In the analog on-chip supervised learning architecture it is necessary to distinguish between offsets in the forward or backward paths. Offsets in the forward path can be easily compensated for by the learning algorithm through the bias synapses weight values [27]. Offsets in the backward path are much more critical: the non-ideal behaviour of learning circuits themselves cannot be fully compensated for by the learning feedback. More precisely, offsets in the weight update circuit can change the value of the sign of the weight update term (when it is small) thus changing the direction of the gradient descent trajectory; this effect likely can prevent from reaching a satisfactory minimum of the error function.

Few results have been presented in the literature concerning the effect of offsets in on-chip learning ANNs. In [10] the effect of offsets in BP learning is

investigated: the given results indicate that BP is unable to reach convergence with offsets larger than 10the maximum signal values.

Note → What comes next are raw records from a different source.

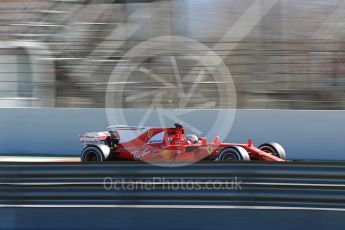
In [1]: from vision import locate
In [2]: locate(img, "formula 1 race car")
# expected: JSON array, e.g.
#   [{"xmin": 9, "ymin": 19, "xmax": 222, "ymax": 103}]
[{"xmin": 80, "ymin": 123, "xmax": 286, "ymax": 162}]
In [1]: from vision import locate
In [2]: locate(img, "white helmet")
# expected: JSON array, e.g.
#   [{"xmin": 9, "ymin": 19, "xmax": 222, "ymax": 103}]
[{"xmin": 186, "ymin": 134, "xmax": 199, "ymax": 144}]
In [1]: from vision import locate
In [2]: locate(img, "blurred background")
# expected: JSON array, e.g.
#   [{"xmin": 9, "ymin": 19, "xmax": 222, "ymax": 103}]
[{"xmin": 0, "ymin": 0, "xmax": 345, "ymax": 109}]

## 3 Digital implementations of neural networks

Digital hardware cannot compete with analog (or biological) implementations when efficiency of computation is considered, even taking in account the latest advances in Micro- or Digital Signal Processors ( $\mu$ Ps or DSPs). Analog hardware is a clear winner in this sense. Let us consider, for example, the projected the power dissipation of DSPs: some experts [13] forecast that in 2004 this technology is supposed to reach an outstanding ratio of  $10^{-2}$  mW/MIPS (Millions of Instructions Per Second). Despite these achievements in digital VLSI, biological neural networks (which are the inspiration of neural analog computation) are far more efficient: a human brain performs on the order of  $3.6 \times 10^{15}$  OPS (Operations Per Second) with a consumption of only 12 W [26] that corresponds to approximately  $3 \times 10^{-6}$  mW/OPS.

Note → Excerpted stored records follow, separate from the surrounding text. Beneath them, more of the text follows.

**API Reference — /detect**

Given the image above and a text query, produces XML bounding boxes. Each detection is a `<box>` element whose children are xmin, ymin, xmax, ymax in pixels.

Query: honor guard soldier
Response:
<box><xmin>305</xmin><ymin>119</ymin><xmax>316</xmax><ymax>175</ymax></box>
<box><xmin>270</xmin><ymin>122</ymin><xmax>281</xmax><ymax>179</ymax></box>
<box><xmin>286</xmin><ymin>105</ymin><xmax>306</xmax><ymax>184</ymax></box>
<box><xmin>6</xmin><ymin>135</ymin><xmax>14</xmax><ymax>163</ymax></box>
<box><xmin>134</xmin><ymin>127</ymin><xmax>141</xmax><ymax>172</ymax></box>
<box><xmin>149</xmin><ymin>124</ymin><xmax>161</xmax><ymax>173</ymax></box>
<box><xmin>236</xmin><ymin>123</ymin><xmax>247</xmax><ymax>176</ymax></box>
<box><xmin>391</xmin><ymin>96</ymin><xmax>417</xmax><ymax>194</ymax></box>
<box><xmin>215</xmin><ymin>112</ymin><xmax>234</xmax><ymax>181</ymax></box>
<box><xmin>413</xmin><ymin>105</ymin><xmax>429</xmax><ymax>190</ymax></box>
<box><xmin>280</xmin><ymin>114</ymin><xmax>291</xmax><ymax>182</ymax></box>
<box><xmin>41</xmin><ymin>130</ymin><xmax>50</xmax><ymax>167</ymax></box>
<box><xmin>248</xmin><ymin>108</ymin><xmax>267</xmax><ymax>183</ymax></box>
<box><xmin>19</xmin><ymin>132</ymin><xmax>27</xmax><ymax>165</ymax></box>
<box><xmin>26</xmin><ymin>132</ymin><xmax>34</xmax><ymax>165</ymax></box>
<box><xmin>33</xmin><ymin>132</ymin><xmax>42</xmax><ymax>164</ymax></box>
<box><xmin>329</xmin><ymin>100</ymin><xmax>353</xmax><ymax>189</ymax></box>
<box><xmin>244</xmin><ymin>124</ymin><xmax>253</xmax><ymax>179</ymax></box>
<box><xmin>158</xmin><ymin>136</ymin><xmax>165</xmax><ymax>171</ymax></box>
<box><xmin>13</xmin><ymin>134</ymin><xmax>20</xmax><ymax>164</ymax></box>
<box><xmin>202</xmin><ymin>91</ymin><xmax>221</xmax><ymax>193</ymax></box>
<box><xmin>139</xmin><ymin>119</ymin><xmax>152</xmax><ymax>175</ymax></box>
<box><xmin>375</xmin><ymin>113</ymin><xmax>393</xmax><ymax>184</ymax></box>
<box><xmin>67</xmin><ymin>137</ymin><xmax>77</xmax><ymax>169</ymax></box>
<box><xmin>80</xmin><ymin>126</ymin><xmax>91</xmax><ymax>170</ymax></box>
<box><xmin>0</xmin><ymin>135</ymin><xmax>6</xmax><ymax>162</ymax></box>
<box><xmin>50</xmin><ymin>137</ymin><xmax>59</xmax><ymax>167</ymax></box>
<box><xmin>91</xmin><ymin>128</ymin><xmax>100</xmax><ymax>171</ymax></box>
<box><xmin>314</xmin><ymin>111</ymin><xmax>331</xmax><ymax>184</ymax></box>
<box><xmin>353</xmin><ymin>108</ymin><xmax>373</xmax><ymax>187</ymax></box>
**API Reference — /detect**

Even though digital hardware suffers from power and silicon area consumption problems, it shows its superiority when the physics of analog hardware cannot be readily exploited for implementing the desired neural functions or algorithms. In this case, the greater flexibility and precision of digital hardware overcome easily any advantage of analog implementations.

#### 3.1 State of the art

The research on digital neural implementations seems to have reached its peak at the beginning of '90s when several devices came out from the research laboratories and entered the market. Some of the best-known examples were: Adaptive Solution CNAPS, IBM ZISC, Philips L-Neuro, Siemens SYNAPSE<sup>1</sup>. Unfortunately, after a certain amount of success, most of the commercially available systems disappeared from the market. There are at least two reasons for this brief and not-so-bright success: the first is a direct consequence of the competition between general-purpose  $\mu$ Ps and dedicated hardware (we will address this issue in Section 3.2); the second is a decrease of the initial enthusiasm for artificial neural networks and their application to real-world problems. The loss of interest for the field of artificial neural networks derives both from the maturity reached by the field and the fact that many open problems of the most famous algorithms (e.g. back-propagation) has not been solved (yet): after more than fifteen years of research, some issues like, for example, generalization properties, architecture selection, etc. prevents an effective applications to many problems. We will return on this concept in Section 4.

Despite these difficulties, the research on dedicated hardware has been going on for the last years and some new proposals and solutions are starting to

<sup>&</sup>lt;sup>1</sup>We omit here the references due to space constraints. The interested reader can find more information on this subject by pointing to the Web page mantained by C.S.Lindsey at CERN: http://www1.cern.ch/NeuralNets/nnwInHepHard.html.



Figure 1: Performance growth of general-purpose Intel microprocessors.

emerge in the literature [11].

#### 3.2 Microprocessors vs. dedicated digital implementations

According to the Moore's Law [5], the number of transistors on a chip doubles every 18 months.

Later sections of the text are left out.